Think Bush vs. Gore in 2000, which was not only a nail-biter, but went into overtime!
What happens, though, when the game starts slipping away and the outcome appears fairly certain, especially in this age of perpetual campaigns, with cable-news networks locked in ideological combat? For that part of the media addicted to the adrenaline rush of politics, it’s difficult to pull back on the throttle, much less change direction.
In this regard, the media approach to politics parallels sports in several key ways.
Listening to Al Michaels call a football game is comforting, mostly because he doesn’t oversell it. Yes, he tries to make the action exciting, but if the score is lopsided, he turns to other topics.
An old pro like Michaels increasingly represents a counterpoint (and for many a tonic) to a newer breed of announcers, who feel compelled to call every moment as if on verbal steroids. In their golden throats, a 45-10 third-quarter blowout still sounds like the Super Bowl.
There are two months left before the 2012 U.S. election, and to borrow sports cliches, the sides are evenly matched, and there’s no telling what can happen on any given (in this case) Tuesday.
Yet like those aforementioned sports announcers, the networks breathlessly chronicling the campaign’s every twist have a vested interest in ensuring the audience stays engaged, right until the end.
Unfortunately, there’s little sense hard-core conservatives and liberals are even watching the same content, or braced for disappointing outcomes.
Conservative icon Rush Limbaugh, for example, has dismissed recent polls showing President Obama moving further ahead, painting them as an attempt to depress the GOP base. He has even spoken about Republican Mitt Romney potentially winning in a “landslide.”

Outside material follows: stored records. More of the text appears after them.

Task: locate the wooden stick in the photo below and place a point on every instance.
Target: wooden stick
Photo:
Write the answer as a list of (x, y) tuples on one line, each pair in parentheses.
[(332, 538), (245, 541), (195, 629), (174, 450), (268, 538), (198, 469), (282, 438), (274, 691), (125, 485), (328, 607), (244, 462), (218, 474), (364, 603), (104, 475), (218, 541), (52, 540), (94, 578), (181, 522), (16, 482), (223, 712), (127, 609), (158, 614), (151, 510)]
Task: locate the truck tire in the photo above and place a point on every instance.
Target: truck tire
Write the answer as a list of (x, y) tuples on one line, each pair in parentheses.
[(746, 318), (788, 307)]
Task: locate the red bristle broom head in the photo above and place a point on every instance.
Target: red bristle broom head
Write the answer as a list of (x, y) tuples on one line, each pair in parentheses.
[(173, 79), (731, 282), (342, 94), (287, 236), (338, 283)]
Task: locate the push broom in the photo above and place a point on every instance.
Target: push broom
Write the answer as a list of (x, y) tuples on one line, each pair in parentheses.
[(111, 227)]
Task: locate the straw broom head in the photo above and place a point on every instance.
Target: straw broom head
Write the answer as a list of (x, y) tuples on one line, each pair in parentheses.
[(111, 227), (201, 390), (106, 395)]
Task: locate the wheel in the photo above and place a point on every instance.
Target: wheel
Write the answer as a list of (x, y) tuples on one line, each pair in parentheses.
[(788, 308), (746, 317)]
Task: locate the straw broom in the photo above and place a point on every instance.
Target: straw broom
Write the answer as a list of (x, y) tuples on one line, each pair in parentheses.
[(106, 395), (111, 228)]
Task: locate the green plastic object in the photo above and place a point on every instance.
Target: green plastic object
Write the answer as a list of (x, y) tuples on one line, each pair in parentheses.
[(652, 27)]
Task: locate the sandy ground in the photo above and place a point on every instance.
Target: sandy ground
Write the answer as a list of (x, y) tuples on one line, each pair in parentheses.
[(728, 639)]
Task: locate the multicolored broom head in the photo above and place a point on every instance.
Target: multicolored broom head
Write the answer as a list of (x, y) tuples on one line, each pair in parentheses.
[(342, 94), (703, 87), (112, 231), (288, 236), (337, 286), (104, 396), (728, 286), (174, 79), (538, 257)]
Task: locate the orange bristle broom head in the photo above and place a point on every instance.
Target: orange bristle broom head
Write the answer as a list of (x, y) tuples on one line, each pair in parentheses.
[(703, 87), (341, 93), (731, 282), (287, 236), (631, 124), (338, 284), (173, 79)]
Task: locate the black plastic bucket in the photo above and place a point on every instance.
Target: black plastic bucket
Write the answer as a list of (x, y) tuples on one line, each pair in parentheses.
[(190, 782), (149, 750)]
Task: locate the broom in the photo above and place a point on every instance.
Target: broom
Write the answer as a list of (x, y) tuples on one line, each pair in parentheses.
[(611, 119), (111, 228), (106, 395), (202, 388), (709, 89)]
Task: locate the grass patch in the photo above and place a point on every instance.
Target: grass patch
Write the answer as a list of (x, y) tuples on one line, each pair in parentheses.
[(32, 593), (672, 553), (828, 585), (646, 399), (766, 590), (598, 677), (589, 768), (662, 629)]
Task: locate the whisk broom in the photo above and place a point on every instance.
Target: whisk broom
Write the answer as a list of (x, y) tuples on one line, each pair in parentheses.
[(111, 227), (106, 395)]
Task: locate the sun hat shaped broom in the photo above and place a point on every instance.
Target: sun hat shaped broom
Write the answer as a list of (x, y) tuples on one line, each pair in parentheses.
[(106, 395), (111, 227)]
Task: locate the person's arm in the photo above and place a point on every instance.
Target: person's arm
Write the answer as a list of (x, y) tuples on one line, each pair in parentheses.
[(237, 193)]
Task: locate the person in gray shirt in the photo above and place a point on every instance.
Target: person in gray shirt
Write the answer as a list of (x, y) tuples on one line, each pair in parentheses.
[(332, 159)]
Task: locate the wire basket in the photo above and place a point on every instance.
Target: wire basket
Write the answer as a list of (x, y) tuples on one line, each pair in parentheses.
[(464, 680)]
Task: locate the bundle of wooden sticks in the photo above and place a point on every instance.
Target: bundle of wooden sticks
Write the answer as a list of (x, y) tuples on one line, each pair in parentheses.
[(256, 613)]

Those following the data — such as Nate Silver’s fivethirtyeight.com, whose forecasting was remarkably accurate in 2008 — know that while the national popular vote remains extremely close, the electoral-college math is becoming much more challenging to the Republicans. With huge states like California and New York firmly in the Democratic column, Romney needs numerous things to break his way in order to win. (At presstime, Silver put the likelihood of Obama winning, vs. Romney’s percentage, at nearly 4-1.)
Are people on the fringes — particularly those whose media diet seldom includes venturing beyond comfortable echo chambers — aware of such formulations? And do the media egging on supporters, right or left, really have any incentive to give their audience the full story — or permission to stop hanging on the campaign’s every nuance?
Of course, the most obvious conspiracy theory media-wise would be that conservatives are secretly rooting for Obama, while liberals pray (well, sort of) for Romney.
Because while some commentators see Obama as a socialist intent on bringing America to ruin, there’s no arguing one point: As Fox News and Limbaugh have discovered, being the media voice of the opposition is good for business.